My daughter’s steroid induced eczema taught me a great deal of patience. It taught me how to wait without the end in sight. To continue to hope despite setbacks in healing. I cared for her fragile skin every day knowing that every day took me closer to the end, it didn’t matter that I didn’t know when that end would be.

So  I keep trying every day even when fatigue and responsibility set me back, whenever I can, I write a little, make note of an idea and take the breaks I need, to rejuvenate. And thats what I’d like to say to my past self.

Take the reigns in your hands, build your castle brick by brick and its absolutely worthwhile to lay back and enjoy watching the clouds roll by whenever you need to.



4 thoughts on “Holding on to my dreams

  1. Absolutely brilliant writing.

    I’m so glad I stumbled upon your post by chance. Your struggle to find an identity and to develop yourself steadily in the face of an uncertain future really resonates with me.

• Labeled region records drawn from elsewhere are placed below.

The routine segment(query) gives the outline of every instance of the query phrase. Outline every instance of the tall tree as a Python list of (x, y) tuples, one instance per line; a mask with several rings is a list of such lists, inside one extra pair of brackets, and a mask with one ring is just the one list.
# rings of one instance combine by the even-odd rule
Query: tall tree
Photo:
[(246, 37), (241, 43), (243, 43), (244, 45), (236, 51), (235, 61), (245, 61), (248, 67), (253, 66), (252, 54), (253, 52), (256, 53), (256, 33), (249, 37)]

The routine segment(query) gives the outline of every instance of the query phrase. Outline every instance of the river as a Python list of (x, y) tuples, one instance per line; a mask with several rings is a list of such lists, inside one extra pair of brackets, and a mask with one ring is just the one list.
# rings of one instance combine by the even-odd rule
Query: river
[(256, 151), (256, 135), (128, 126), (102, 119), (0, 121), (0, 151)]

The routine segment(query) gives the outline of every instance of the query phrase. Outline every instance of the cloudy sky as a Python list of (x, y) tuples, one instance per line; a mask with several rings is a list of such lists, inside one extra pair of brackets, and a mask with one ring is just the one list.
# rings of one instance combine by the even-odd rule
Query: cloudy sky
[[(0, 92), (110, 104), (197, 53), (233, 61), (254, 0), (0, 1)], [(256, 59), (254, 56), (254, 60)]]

    I’ve learned over the years (I’m a 30-year old male in my 3rd year of severe withdrawals) to never succumb to self-pity. As Ferdinand the Great once said, “It’s not necessary to hope in order to persevere.” Just keep moving; keep doing something–toward whatever end you desire–as effort compounds over a worthy length of time.

    I also really love your last line, especially the thought of “enjoy watching the clouds roll by whenever you need to.” Incisive wisdom indeed.

    Thank you for sharing your thoughts.


  2. Wow I feel like we have lived similar lives! I loved bio too,I just find it fascinating and even though my mom wanted me to become a doctor I couldn’t get myself to do it because I didn’t think running off in the middle of the night to the hospital after marriage was something I wanted. I did want to do psychology though but the place I stayed in didn’t have any major courses for girls and sooo here I am,a BBA graduate still inclined and fascinated by everything science. Fellow aspiring writer here too,so happy to have stumbled across your blog!